One year passed and I haven’t updated this blog since then. But so many things happened and so much is going on right now. I think now it’s time to write about it.
End of last year I realized that I will not succeed with my investment strategy (note the absence of “dividend”), because I had none. I was more or less on a constant search to push the yield and finding speculative investments. When I started with the idea to join the dividend trail I said to me: no speculative stock investing where I end up watching the stock chart all day. I ended up watching the stock charts. Everyday.
Not only this but also the increased use of margin: I always found an excuse for myself to raise the usage. “I can’ let this opportunity pass – I simply have to buy this or that NOW…”
It felt like treading on a conveyor belt. On one side I wanted to decrease the margin on the other I wanted to buy new stocks with my fresh deposited money. So I ended up with a constant use of margin. Needless to say my vast exposure to oil drilling companies and the continued slump of it wasn’t something I needed to improve the psychological situation.
In the end I sold most of my holdings and ended up sitting in cash. Everyone was talking about the big crash which is coming right now. The perfect opportunity to end the margin misery and wait for the big crash. To bridge the waiting time, I bought some gold miners in January and sold them (but way to early). I also fiddled in some extreme speculative investment instruments and lost more money than I made with it – all the time waiting for the crash. The crash didn’t come. But of course tomorrow he will!

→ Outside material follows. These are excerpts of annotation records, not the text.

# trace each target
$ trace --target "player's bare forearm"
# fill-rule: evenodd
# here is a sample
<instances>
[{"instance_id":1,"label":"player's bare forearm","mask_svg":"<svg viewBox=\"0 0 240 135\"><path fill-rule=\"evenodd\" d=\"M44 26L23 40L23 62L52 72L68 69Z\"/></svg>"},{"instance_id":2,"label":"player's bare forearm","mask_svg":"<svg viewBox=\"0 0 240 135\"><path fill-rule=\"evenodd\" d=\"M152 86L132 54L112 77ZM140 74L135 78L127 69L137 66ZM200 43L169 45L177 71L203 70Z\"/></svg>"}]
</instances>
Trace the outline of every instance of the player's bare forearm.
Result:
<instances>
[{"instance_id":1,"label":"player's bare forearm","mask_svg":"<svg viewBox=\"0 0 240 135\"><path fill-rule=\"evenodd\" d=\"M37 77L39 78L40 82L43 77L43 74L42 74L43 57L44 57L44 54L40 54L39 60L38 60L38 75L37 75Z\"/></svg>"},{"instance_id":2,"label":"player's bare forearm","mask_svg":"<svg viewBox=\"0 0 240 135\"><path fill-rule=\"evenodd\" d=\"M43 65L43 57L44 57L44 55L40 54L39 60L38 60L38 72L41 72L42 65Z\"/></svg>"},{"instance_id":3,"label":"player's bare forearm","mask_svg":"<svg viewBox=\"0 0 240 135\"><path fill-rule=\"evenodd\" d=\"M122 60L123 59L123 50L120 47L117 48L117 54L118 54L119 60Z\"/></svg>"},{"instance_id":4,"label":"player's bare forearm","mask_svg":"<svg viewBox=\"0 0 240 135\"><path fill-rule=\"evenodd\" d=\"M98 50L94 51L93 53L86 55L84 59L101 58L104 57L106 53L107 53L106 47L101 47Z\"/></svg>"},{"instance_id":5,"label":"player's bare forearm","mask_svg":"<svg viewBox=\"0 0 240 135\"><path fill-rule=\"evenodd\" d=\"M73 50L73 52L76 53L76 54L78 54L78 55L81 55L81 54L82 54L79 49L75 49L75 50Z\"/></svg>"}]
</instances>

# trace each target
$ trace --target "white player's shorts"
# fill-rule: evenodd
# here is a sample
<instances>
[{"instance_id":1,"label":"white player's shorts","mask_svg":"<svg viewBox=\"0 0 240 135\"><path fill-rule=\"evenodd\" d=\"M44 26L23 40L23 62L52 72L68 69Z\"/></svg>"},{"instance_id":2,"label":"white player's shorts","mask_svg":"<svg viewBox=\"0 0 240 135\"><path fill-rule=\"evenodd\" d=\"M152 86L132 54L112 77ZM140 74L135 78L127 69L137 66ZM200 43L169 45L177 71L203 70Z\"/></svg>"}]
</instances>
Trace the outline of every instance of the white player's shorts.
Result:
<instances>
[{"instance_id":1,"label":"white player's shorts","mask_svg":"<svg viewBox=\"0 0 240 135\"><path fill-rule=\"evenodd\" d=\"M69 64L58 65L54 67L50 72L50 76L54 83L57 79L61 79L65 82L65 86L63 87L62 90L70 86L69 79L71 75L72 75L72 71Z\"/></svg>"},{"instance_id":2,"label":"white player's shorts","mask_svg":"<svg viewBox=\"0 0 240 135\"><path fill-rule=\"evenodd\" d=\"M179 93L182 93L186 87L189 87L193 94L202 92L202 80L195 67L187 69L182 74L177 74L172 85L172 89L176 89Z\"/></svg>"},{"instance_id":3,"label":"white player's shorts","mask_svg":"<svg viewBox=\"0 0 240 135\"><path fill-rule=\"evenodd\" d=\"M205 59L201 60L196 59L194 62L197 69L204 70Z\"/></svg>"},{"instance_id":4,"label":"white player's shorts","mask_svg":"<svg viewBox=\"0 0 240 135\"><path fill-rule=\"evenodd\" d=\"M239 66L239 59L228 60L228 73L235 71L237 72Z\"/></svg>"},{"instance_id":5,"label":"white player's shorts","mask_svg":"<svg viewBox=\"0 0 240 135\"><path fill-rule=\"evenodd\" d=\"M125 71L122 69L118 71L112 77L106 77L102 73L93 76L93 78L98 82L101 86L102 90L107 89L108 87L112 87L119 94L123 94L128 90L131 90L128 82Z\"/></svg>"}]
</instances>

I realized I need to reassess my investment “strategy” – especially the ratio time/reward. Which was extreme low and only made my broker rich.
So back to the drawing board. What do I want?
1) I want a strategy to build up a portfolio with a rising income stream.
2) I want to speculate because deep down in my heart I’m a soldier of (mis)fortune.
These two points exclude them selves. So I have to separate them from each other. I now hold a portfolio of several speculative investments – which is always there to be liquidated. This portfolio will be restricted in total value.
And I have my dividend portfolio which will not be touched or when then by good reason (overvaluation, business deterioration). The use of margin will only be justified for speculative investments which are short term in nature. I’m not sure if I should include writing about my speculative positions, what do you think? I consider them as gambling and don’t think this should be included here.
Maybe this doesn’t sound like news for you. But for me it is. Over the last year I learned a lot about myself. How does it feel when a position is going to -90%? How does it feel when the margin is already in use and the market keeps going down and you can’t buy anything, because this is only the beginning of the big crash? How does it feel to sell positions which then starts or keeps rising big in value? I think I made many of all possible mistakes (buying high selling low, chasing yield and trying to catch a falling knife etc.).
It was quite an experience, but I’m also tired of it. The learning process will never end, but I will avoid to repeat my mistakes. And I’m thankful for all my endeavors and mistakes. Considering that I’ve started investing just two years ago, it’s fine for me.
So what’s the new agenda for my dividend portfolio going forward?
1.) Growing EPS
2.) Low long term debt
3.) Low dividend payout ratio
4.) Buy only below historical average valuation (fair value)
And just to show the execution of the new plan:
my last buys where Gilead Sciences (GILD) and Novo Nordisk (NVO).
GILD doesn’t exactly correspond to (1) but the absurd low valuation and low payout ratio will make this an auto-buy for me.
NVO recent slide into fair valuation was another trigger for me. Diminished growth prospects, but an excellent business. Both companies have nearly no long term debt.
I will continues to add, if their valuation keeps below the historical average.
There are many very interesting health care related companies which are coming down to fair valuation:
ABBV, AMGN, CAH, CVS, MCK, …
TROW looks also very interesting!
So I will keep working hard to earn more money and try to save all of it.